A Placebo-Controlled Multiple Dose Study to Evaluate the Pharmacokinetics and Pharmacokinetics of MK-8245 in Subjects With Type 2 Diabetes
Overview
- Phase
- Phase 1
- Intervention
- MK-8245
- Conditions
- Type 2 Diabetes Mellitus
- Sponsor
- Merck Sharp & Dohme LLC
- Enrollment
- 56
- Primary Endpoint
- Change From Baseline in the 24-hour Weighted Mean Glucose (WMG)
- Status
- Completed
- Last Updated
- 7 years ago
Overview
Brief Summary
This study will assess the safety, tolerability, pharmacokinetics, and glucose lowering activity of MK-8245 in participants with type 2 diabetes. The primary hypothesis of the study is that after 4 weeks of treatment, MK-8245 produces a greater reduction in 24 hour weighted mean glucose (WMG) from baseline than placebo.
Investigators
Eligibility Criteria
Inclusion Criteria
- •Subject has a diagnosis of type 2 diabetes and is being treated with diet and exercise alone, a single oral anti-hyperglycemic agent or a combination of two oral anti-hyperglycemic agents
- •Subject is willing to follow a weight-maintaining diet and exercise program during the study
- •Subject is a nonsmoker or is willing to limit smoking to 10 cigarettes per day while in the clinical research unit
Exclusion Criteria
- •Subject has a history of stroke, chronic seizures, or major neurological disorder
- •Subject has a history of cancer, except certain skin and cervical cancers or cancer that was successfully treated 10 or more years prior to screening
- •Subject has a history of type 1 diabetes
- •Subject has used contact lenses within the last 6 months
- •Subject has used any lipid-lowering therapy in the last 3 months, except statins, Zetia, or Vytorin
- •Subject has more than 3 alcoholic beverages per day
- •Subject has more than 6 servings of caffeine a day
- •Subject has participated in a previous MK8245 study
Arms & Interventions
MK-8245 50 mg
MK-8245, 50 mg, twice daily for 28 days
Intervention: MK-8245
Outcomes
Primary Outcomes
Change From Baseline in the 24-hour Weighted Mean Glucose (WMG)
Time Frame: Baseline and Day 28
The 24-hour WMG is derived from multiple glucose values collected during both fasting and post-meal periods. A "weighted" rather than a "simple" mean is used to avoid overrepresentation of post-meal glucose values. Blood samples for glucose were collected immediately prior to, and after each meal, and overnight and fasting one hour pre-dose.
Number of Participants Who Experienced Serious or Non-serious Adverse Events
Time Frame: Up to Day 31
An adverse event (AE) is defined as any unfavorable and unintended sign including an abnormal laboratory finding, symptom or disease associated with the use of a medical treatment or procedure, regardless of whether it is considered related to the medical treatment or procedure, that occurs during the course of the study.
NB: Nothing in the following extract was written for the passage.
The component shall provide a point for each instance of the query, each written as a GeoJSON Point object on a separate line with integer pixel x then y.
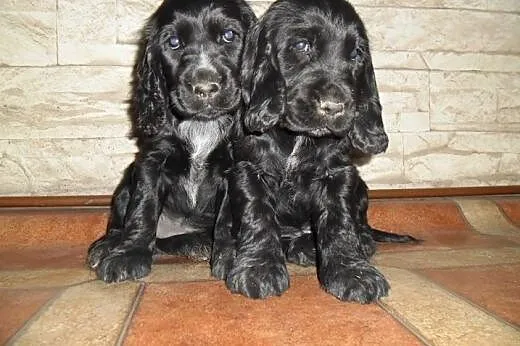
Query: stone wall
{"type": "Point", "coordinates": [448, 73]}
A serious AE is any untoward medical occurrence that results in death, is life threatening, requires inpatient hospitalization or prolongation of existing hospitalization, results in persistent or significant disability/incapacity, or is a congenital anomaly/birth defect.
Number of Participants Discontinuing Study Drug Due to an AE
Time Frame: Up to Day 28
An adverse event (AE) is defined as any unfavorable and unintended sign including an abnormal laboratory finding, symptom or disease associated with the use of a medical treatment or procedure, regardless of whether it is considered related to the medical treatment or procedure, that occurs during the course of the study.